The environmental activists pushed out a national shock and awe campaign this week to try overwhelm people with a silly assertion that natural gas isn’t as clean as coal.
A well publicized report by “The Global Energy Monitor” had Canadian Press, CBC and the Globe and Mail trying to tell Canadians that the world’s climate will suffer if natural gas displaces coal.
I have to give them credit for recycling at least. This is the third time in the last seven years that environmental activists have put out the idea that coal is cleaner than natural gas. When this idea first emerged in the United States debate in 2012, it was respectable environmental groups, like World Watch, who helped shoot it down. For anyone who wants to believe this ridiculous idea, I invite you to move your “clean” hibachi briquette barbeque inside the house to replace your now “dirty” natural gas stove.
After all pollution from coal including particulates, nitrous oxide, sulphur dioxide and heavy metals (also known as smog) is responsible for thousands of deaths annually in the United States and Canada. Imagine the irresponsibility of activists groups trying to create an environmental embargo on Asia where people are desperate for clean air quality like ours.
Natural gas has a green reputation dating from the seventies when smog was so bad in major North American cities that it was causing widespread respiratory problems. Smog has improved but remains a health risk for some. Compared to coal, natural gas has 4,000 times less sulfur dioxide and 5 times less nitrous oxide, the two principal causes of smog and acid rain.
The narrow idea the activists have raised again after being thoroughly debunked twice is that methane is a stronger greenhouse gas. Thus, heretofore undiscovered hidden methane leaks are so big that it undoes all the clean work of natural gas.
Apparently, they didn’t get the most recent memo on this issue. The National Ocean and Atmospheric Administration (“NOAA”) performed a satellite-based study of methane, since US activists refused to accept the extensive bottom up analysis done by the Obama Environmental Protection Agency (EPA).
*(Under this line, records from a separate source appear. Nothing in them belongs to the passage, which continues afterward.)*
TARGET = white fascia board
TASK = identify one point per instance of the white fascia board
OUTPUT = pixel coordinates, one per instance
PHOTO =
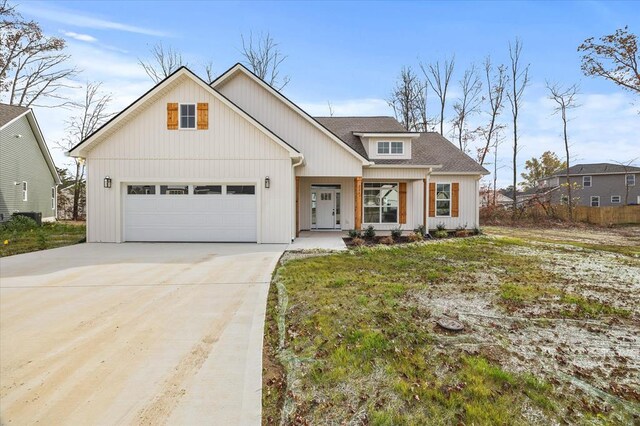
(407, 135)
(240, 68)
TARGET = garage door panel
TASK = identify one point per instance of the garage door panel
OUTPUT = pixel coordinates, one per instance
(190, 217)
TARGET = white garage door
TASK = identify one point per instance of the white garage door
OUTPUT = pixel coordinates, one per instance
(204, 212)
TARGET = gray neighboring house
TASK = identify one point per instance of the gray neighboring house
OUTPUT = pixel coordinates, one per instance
(596, 185)
(28, 176)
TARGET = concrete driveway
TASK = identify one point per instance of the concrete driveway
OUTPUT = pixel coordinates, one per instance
(134, 334)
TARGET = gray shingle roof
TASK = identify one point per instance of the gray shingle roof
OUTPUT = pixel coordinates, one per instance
(597, 168)
(428, 149)
(9, 112)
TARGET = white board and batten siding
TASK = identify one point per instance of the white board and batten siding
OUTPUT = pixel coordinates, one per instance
(468, 199)
(231, 151)
(323, 155)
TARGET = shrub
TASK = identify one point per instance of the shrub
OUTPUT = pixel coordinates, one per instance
(370, 233)
(355, 233)
(415, 237)
(441, 233)
(18, 224)
(388, 240)
(422, 230)
(357, 241)
(396, 233)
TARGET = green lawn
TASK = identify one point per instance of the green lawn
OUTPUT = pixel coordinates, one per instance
(49, 235)
(351, 337)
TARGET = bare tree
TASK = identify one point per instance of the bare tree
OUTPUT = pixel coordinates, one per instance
(32, 65)
(264, 58)
(519, 80)
(408, 101)
(90, 114)
(438, 78)
(565, 100)
(497, 80)
(626, 167)
(614, 57)
(467, 105)
(164, 62)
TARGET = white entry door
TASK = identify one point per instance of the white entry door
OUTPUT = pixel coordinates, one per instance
(206, 212)
(326, 209)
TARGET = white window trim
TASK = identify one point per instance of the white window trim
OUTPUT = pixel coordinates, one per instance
(390, 150)
(450, 199)
(397, 186)
(195, 107)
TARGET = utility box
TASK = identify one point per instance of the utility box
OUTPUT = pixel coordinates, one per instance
(37, 216)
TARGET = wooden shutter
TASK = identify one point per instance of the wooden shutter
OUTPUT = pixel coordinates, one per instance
(455, 190)
(172, 116)
(432, 199)
(203, 116)
(403, 202)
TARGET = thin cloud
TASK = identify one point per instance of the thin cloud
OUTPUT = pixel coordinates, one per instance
(79, 37)
(73, 18)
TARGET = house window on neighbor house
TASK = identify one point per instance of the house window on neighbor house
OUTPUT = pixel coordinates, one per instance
(443, 199)
(187, 116)
(380, 203)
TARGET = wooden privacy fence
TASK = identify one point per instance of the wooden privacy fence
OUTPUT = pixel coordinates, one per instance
(601, 215)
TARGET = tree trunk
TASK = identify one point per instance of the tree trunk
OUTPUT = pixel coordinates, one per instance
(566, 148)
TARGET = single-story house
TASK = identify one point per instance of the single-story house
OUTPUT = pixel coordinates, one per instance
(236, 160)
(28, 176)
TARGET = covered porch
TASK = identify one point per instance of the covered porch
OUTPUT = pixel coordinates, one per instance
(386, 202)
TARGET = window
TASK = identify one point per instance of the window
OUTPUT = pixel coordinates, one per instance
(443, 199)
(141, 189)
(383, 148)
(187, 116)
(207, 189)
(380, 203)
(174, 189)
(241, 189)
(390, 148)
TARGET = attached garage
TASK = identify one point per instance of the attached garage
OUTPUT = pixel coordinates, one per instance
(208, 212)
The EPA found fugitives were 1.2%. The NOAA found them to be 20% to 60% higher than the EPA estimated after reconciling the isotopes from biogenic gas and thermogenic gas. But that was still much less than the implausible 3.2% needed to even begin to argue that natural gas has climate impacts approaching coal
It is important to note the studies by the EPA and NOAA review the average fugitive emissions for all gas drilling in the United States. Industry points out that newer gas drilling sites have much better more modern equipment and control systems. Their estimates are that fugitives are now under 1% for new sites. Not to mention that in Canada not only do we have high quality extractions methods, any LNG that we may export in the future will be compressed with zero emissions hydroelectrity.
Almost all environmental observers, including the Intergovernmental Panel on Climate Change, the Suzuki Foundation, the Pembina Institute, World Watch and Greenpeace have acknowledged in the past that on a full cycle basis natural gas has much fewer greenhouse gas emissions than coal.
Recycling is a good thing.
So is just the tiniest bit of research. This issue of natural gas being the cleanest of the hydrocarbons is now well established science. My suggestion is to use these mainstream media reports of this warmed-over activism as fire starter to light the coals in your outdoor Hibachi barbeque.